I’ve been using Google Reader to keep up with around 75 RSS feed subscriptions. Unfortunately there’s a lot of overlap between articles, especially articles from traditional news outlets. Google News groups similar articles so I wanted to see if I could replicate this behaviour for my RSS feeds (Yea, I know that I could just grab the RSS feed straight from google news or any other aggregator but where’s the fun in that ;-) ).
Here, I look at the syntactic similarity between RSS items from 31 news outlets in an attempt to categorize the news by subject.
Fetching RSS Feeds
To get my feeds, I used the YQL rss.multi.list data table. which parses any RSS/atom feed and standardizes it into XML, HTML, or JSON. I retrieved my feeds in XML then used XPath to parse individual RSS feed items, stripped any HTML, and built RSSItem objects that I could easily manipulate programmatically.
For each RSSItem object, I built a length-normalized map of word frequencies for the 20 most ‘important’ words. Instead of finding the frequency of words as-is, I stemmed each word with a Porter stemmer which reduces derived/inflected words to their root form. I then evaluate the ‘importance’ of each word – if the word occurs frequently in a document but relatively infrequently in the entire corpus, then its important; if the word occurs frequently across many documents, its unimportant (this is the general premise of tf-idf weighting).
To cluster feeds together, I take the intersection of the most important words for each feed. If each document shares at least 4 ‘important’ words (works out to ~20-40% of ‘important’ words shared), they’re considered to be on the same topic. Here’s the code that does the clustering:
I pulled news from 31 sources focused primarily on top stories, world, and national news. From the 526 RSS news items, 306 clusters were formed with at least 2 news stories each. Of the 306, 21 were incorrectly clustered (stories were unrelated to those in the cluster). Of the remaining 220 stories which weren’t part of a cluster, 89 should have been in a cluster. Not being one to give up an opportunity to draw a graph, here’s the above info represented visually :-)
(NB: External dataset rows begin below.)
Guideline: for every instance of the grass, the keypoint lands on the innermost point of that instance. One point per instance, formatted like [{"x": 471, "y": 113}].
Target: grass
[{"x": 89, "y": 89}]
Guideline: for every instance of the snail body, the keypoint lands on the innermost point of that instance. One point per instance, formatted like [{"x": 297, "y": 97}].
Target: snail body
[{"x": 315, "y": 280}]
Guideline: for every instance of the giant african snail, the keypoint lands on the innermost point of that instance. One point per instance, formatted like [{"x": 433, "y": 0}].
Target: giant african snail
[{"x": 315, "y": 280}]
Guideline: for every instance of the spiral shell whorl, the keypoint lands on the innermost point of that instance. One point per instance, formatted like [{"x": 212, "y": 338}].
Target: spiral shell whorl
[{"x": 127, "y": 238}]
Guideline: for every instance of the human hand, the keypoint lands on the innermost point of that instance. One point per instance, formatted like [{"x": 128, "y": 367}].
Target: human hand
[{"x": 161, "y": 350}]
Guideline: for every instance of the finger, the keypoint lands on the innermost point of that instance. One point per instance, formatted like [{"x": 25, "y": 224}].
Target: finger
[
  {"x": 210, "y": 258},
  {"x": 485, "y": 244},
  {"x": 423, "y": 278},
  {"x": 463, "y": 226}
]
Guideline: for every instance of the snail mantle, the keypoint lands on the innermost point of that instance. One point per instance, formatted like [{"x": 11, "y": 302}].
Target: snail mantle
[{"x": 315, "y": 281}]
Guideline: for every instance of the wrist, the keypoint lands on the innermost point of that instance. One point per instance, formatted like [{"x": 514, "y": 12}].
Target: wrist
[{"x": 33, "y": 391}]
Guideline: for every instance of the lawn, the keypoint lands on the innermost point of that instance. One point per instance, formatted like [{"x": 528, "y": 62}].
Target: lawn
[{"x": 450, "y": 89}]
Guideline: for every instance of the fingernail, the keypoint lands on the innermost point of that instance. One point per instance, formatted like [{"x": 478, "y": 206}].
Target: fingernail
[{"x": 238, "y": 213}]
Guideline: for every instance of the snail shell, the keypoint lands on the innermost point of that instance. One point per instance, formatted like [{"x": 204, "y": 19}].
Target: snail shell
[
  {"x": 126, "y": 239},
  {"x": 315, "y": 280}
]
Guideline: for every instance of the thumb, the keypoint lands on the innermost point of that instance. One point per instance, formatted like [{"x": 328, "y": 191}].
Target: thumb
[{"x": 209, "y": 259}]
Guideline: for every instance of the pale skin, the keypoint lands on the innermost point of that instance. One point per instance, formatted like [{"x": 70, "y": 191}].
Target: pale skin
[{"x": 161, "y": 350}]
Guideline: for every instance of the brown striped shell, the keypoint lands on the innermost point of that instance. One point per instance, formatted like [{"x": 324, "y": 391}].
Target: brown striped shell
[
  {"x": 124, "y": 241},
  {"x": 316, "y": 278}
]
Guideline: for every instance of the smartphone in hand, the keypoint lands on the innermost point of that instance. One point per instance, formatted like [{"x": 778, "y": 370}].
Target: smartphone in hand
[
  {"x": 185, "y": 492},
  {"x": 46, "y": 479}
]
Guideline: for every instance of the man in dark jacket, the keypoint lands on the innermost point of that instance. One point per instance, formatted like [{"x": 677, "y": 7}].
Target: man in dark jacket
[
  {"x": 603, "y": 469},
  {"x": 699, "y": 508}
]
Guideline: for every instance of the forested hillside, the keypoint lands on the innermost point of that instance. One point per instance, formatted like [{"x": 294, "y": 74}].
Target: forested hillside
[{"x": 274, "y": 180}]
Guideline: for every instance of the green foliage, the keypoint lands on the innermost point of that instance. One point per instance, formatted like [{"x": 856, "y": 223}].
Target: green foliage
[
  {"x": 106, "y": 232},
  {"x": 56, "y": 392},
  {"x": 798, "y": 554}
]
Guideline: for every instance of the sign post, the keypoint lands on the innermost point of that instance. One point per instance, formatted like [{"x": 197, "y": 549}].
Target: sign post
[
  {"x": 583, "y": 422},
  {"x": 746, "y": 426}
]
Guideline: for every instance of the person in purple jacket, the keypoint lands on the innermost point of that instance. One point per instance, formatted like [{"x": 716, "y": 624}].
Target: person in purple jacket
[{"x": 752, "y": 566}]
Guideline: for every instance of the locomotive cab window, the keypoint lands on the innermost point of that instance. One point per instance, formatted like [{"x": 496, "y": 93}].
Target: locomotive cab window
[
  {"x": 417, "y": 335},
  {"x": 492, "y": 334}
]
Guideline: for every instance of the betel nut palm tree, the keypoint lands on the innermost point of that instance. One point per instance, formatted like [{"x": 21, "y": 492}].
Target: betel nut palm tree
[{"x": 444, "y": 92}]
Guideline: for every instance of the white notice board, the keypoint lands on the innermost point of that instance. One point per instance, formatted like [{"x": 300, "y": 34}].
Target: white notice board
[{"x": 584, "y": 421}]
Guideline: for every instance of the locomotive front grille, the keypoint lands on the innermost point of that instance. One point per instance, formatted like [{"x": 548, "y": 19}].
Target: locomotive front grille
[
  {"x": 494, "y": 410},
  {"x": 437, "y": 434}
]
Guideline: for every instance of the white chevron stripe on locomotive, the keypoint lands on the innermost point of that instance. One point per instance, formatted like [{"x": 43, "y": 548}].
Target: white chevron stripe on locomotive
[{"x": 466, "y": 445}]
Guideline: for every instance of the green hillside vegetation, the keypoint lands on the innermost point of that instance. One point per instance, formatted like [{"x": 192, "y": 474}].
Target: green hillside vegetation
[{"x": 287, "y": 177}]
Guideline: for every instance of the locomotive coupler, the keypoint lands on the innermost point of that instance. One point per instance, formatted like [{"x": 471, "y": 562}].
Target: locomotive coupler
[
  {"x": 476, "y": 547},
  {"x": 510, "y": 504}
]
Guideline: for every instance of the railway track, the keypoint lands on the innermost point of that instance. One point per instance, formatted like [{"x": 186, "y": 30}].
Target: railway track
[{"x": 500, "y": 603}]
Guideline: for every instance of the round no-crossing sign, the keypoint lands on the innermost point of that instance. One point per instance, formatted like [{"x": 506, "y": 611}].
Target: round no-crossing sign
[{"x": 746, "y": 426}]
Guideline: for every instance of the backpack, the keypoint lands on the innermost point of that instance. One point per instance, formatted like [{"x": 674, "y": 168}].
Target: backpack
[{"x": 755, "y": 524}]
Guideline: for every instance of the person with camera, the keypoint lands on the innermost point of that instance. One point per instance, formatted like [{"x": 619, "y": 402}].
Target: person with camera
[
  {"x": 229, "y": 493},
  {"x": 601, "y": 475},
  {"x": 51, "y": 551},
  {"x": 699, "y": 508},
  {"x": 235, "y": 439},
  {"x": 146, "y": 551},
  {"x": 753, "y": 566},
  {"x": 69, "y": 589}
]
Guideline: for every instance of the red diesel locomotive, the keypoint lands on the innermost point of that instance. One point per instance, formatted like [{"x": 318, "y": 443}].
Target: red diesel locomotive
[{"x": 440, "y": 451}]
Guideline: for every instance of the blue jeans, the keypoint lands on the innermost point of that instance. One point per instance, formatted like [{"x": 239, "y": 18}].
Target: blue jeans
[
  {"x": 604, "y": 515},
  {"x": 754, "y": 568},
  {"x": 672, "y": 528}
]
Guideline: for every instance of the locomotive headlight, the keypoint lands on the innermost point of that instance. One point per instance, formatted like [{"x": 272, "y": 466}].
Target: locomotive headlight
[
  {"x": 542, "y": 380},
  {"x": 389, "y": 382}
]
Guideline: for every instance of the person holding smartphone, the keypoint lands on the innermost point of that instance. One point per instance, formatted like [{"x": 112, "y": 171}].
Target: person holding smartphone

True positives are news items that were correctly clustered. False positives are news items that were incorrectly clustered. True negatives were correctly identified as a unique story (not part of a cluster). False negatives were incorrectly identified to be unique or part of a cluster that should have been merged with another cluster.
The majority of true negatives were lifestyle/editorial style stories. False negatives were mostly articles with quotes/anecdotes in the headline. I tried to decrease the number of false negatives by lowering the number of words that need to be shared but this inevitably led to a decrease in specificity.
Although improvements could probably be made by looking at semantic similarity or by considering a larger body of text (the average rss item contained about 50 words of which only ~20 were ‘important’), syntax-based comparisons provide results that I’d consider ‘good enough’.